We’ve all worked alongside the co-worker from hell – the office star so anxious to score she steals others’ victories; the snake in the grass who’s out for himself and sabotages others; the shirker so adept at dodging work that everyone else ends up overloaded. Some days these co-workers get under our skin and on bad days they push us into acting in ways we hate.

Although you can’t eliminate problem individuals from your work life, you can choose how much of your day they ruin. If you believe that things won’t get better until your co-worker from hell makes a change, you resign yourself to a waiting game in which your co-worker retains partial control over your work life. If, however, you decide you can improve the situation regardless of your co-worker’s behavior, you take back control over your work life.

To get "out of hell," start by identifying how you’re reacting and contrast that with how you want to react and what you want to accomplish. Once you decide on a goal for both yourself and the situation, you can strategize a new, more effective game plan.
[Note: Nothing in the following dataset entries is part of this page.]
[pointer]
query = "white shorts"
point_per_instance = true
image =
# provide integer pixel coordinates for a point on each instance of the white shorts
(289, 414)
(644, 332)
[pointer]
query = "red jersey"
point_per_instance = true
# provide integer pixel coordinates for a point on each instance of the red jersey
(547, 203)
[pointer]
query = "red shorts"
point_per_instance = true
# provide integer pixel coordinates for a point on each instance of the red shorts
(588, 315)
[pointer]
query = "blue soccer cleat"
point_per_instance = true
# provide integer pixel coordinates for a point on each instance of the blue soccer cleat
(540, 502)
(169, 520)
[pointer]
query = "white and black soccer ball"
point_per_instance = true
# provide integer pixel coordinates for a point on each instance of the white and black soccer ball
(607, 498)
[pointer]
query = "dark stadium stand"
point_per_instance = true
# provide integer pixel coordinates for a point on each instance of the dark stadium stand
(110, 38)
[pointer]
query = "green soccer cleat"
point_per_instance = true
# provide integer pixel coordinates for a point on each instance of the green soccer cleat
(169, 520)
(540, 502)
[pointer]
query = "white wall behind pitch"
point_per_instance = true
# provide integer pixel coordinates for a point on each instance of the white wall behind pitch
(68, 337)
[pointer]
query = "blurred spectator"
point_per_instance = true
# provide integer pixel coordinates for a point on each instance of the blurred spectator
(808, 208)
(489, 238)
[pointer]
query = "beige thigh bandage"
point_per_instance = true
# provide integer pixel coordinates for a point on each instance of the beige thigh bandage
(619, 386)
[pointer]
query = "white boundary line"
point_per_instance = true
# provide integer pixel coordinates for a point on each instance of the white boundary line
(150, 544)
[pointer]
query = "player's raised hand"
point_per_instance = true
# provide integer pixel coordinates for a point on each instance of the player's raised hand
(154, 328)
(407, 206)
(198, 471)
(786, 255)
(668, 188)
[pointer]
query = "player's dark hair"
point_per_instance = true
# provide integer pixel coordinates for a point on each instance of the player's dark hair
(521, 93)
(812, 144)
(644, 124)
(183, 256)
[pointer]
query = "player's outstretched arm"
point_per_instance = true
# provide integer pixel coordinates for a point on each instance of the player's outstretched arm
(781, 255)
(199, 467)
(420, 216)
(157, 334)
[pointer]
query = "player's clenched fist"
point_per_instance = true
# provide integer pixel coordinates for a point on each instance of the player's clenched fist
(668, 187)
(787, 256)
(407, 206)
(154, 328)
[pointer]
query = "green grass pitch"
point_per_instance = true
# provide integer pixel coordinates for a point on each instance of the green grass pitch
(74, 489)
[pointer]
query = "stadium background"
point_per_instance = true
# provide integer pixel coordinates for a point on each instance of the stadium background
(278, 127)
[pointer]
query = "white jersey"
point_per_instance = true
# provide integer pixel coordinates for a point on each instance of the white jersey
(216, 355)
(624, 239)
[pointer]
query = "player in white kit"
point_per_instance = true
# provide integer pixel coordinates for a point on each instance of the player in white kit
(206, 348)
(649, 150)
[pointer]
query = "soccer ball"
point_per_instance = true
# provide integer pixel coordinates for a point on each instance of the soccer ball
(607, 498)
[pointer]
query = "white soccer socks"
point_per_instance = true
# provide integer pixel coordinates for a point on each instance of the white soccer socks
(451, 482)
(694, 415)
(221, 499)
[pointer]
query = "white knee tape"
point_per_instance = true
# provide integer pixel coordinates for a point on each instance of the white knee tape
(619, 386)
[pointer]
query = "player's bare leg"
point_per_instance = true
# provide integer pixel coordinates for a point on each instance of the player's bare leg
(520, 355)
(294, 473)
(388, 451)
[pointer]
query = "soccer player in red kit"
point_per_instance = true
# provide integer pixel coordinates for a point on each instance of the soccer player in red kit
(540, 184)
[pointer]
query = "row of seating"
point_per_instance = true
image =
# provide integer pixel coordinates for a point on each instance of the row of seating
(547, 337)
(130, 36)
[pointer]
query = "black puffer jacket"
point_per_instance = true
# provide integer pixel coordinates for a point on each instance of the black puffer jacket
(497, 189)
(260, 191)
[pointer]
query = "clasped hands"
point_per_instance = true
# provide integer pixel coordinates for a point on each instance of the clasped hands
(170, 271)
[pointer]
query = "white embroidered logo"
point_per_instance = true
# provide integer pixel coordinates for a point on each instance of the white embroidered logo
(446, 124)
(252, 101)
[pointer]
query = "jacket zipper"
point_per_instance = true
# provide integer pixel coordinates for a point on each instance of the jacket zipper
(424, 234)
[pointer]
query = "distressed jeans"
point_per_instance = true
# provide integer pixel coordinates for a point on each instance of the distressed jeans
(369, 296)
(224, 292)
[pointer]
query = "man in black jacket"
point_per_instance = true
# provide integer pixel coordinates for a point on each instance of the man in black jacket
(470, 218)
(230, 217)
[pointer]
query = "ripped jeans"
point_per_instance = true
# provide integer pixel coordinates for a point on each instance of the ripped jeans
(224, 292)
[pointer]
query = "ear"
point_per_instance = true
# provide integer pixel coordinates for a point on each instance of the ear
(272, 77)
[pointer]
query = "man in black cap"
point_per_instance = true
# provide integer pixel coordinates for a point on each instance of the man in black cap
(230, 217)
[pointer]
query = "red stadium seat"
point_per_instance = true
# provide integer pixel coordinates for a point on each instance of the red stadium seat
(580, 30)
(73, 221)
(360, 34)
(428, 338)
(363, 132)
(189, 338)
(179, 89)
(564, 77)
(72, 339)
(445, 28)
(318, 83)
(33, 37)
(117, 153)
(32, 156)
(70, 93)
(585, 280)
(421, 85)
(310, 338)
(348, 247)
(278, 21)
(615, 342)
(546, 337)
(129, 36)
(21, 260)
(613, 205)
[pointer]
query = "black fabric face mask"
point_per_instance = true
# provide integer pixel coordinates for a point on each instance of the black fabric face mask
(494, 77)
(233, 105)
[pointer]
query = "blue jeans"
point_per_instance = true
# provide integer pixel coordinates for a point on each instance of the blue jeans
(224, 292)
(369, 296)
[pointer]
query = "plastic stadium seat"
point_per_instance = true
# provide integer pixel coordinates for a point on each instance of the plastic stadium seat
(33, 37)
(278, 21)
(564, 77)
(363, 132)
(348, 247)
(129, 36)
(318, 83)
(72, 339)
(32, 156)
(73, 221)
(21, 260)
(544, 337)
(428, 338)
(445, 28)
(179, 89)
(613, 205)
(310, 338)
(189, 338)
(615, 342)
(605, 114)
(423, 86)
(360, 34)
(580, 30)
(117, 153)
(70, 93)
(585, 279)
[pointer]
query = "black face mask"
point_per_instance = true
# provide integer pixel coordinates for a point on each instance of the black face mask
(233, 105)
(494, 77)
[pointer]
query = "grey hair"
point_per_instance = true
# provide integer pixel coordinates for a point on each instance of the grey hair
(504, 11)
Let’s say, for example, you work alongside an office snake who tries to make himself look better to your boss and others by making you look worse. Most office snakes succeed because the employee under attack doesn’t want to sink to the snake’s level and others can’t quite believe that the snake could operate with so little integrity. As a result, the snake successfully poisons his target and the rest of us spend valuable energy trying to figure out what just happened.

If you sense a snake in the office grass taking aim at you, step up the frequency and quality of your upward communication to your boss. You become a more daunting target, thus less vulnerable to attack when you become more visible through upward communication. As a secondary gain, by countering the snake with preventative action, you often enhance your relationship with your boss.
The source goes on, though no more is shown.